Strada Company History

Fluid Images, Inc., a family owned business, is the only camera crane company in the world of its kind. The unique design of the Strada Crane makes it not only the worlds longest camera crane, with a maximum arm reach of 100 feet and a maximum lens height of 95 feet, but the only one that can move from an extreme close-up to seven stories high and follow a subject in one smooth flow for 200 feet without track or cables.

The Strada Crane breaks down into highly portable elements and is no stranger to being set up in such remote locations as mountain slopes and cruise ships, hoisted on barges, helicoptered down ravines, placed on a frozen lake in the Yukon and on top of a 29-story building. For optimum flexibility, the Strada Crane breaks down into lengths of 85 feet, 72 feet, 58 feet or 45 feet. The cranes' extraordinary versatility and portability has helped leverage Fluid Images into a position of profitability, growth and competitive advantage.

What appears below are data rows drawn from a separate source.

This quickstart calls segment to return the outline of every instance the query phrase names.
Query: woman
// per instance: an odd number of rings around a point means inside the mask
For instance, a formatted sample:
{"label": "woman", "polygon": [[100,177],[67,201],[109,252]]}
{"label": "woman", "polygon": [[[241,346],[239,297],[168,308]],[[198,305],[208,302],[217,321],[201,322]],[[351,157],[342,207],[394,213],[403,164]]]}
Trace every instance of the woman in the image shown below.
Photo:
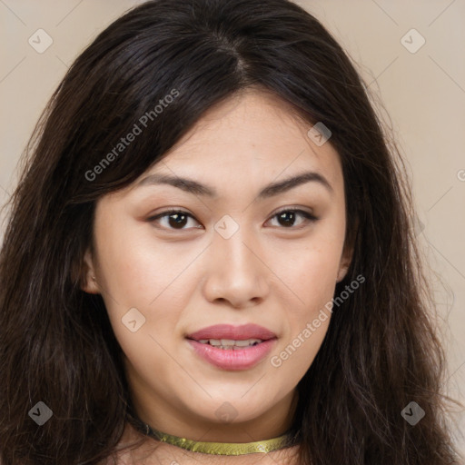
{"label": "woman", "polygon": [[75,60],[0,262],[16,463],[446,464],[401,159],[286,0],[155,0]]}

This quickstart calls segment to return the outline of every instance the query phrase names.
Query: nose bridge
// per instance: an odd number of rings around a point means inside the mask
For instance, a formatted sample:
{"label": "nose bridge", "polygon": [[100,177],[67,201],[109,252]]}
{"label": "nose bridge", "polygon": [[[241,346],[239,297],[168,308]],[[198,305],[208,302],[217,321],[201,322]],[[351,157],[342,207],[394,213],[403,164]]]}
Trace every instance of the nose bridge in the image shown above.
{"label": "nose bridge", "polygon": [[239,306],[263,297],[267,268],[259,259],[259,241],[251,228],[231,217],[223,217],[214,228],[208,267],[209,299],[222,298]]}
{"label": "nose bridge", "polygon": [[[257,257],[252,253],[255,238],[246,224],[225,215],[215,224],[213,248],[215,260],[223,260],[227,270],[246,274],[256,268]],[[252,250],[251,250],[252,249]]]}

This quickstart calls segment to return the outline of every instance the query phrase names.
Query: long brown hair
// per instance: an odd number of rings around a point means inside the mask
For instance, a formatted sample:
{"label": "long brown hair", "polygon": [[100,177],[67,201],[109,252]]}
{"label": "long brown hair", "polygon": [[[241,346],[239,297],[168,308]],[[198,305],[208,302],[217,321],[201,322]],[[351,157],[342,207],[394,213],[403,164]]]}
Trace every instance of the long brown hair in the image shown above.
{"label": "long brown hair", "polygon": [[[250,86],[290,102],[309,128],[322,122],[331,131],[354,245],[336,293],[360,273],[366,280],[334,309],[298,384],[299,462],[457,460],[403,162],[350,58],[287,0],[154,0],[78,56],[25,153],[0,256],[4,465],[93,464],[115,450],[131,420],[122,351],[102,297],[81,290],[95,203],[160,161],[212,105]],[[173,90],[176,98],[160,103]],[[109,156],[144,114],[148,130]],[[39,401],[53,411],[41,426],[28,415]],[[401,414],[411,401],[425,412],[414,426]]]}

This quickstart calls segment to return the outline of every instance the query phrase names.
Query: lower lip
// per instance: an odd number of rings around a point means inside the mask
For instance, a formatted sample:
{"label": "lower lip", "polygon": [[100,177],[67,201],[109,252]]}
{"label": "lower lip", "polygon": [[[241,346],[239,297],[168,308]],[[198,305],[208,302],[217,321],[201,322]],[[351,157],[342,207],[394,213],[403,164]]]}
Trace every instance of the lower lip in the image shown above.
{"label": "lower lip", "polygon": [[219,349],[210,344],[203,344],[188,340],[195,353],[212,365],[223,370],[247,370],[262,361],[271,351],[276,339],[269,339],[259,344],[244,349]]}

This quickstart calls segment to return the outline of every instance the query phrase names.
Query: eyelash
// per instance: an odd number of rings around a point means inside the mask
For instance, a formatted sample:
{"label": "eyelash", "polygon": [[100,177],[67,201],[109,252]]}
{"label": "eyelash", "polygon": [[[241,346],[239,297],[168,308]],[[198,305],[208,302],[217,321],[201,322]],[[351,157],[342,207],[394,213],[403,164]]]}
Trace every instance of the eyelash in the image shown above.
{"label": "eyelash", "polygon": [[[308,212],[305,212],[304,210],[292,209],[292,208],[285,208],[283,210],[280,210],[280,211],[276,212],[270,219],[275,218],[276,216],[280,215],[281,213],[290,213],[290,212],[301,214],[305,219],[307,219],[310,223],[315,223],[316,221],[318,221],[318,218],[316,216],[314,216],[313,214],[309,213]],[[188,216],[188,217],[197,221],[191,213],[184,212],[183,210],[178,210],[175,208],[165,210],[164,212],[162,212],[161,213],[158,213],[155,216],[152,216],[152,217],[148,218],[147,221],[150,223],[154,223],[156,220],[158,220],[160,218],[163,218],[165,216],[169,217],[173,213],[183,213],[183,215]],[[289,227],[282,226],[281,229],[295,230],[295,229],[302,229],[302,225],[301,226],[289,226]],[[163,227],[163,229],[166,229],[168,231],[175,231],[175,232],[189,230],[189,228],[176,229],[176,228],[165,228],[165,227]],[[195,229],[199,229],[199,228],[195,228]]]}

In 1994, Fluid Images created its own niche, focusing its technology on creating unparalleled and innovative panoramic shots. As a result, just one year after its inception, four more Akela Cranes were built making a total of seven by 1996. Fluid Images' technological leadership and customer-driven approach has led to well over 3000 projects world wide in commercials, feature films, sports TV, music videos and concertsFluid Images continues to integrate itself into the marketplace as a premier producer of the extraordinary through loyal customer relationships of such well known directors as Ron Howard, Martin Scorsese, Barry Levinson and James Cameron and DPs such as John Toll ASC, Vilmos Zsigmond ASC, Michael Ballhaus ASC, Haskell Wexler ASC, and Conrad Hall ASC.

Building on this foundation, Fluid Images took bold, effective steps in 1996 to define and expand into the evolving market in the global environment. Cranes are strategically located in Los Angeles, Portland, OR, Atlanta, GA, Orlando, Chicago, New York, London, Brussels.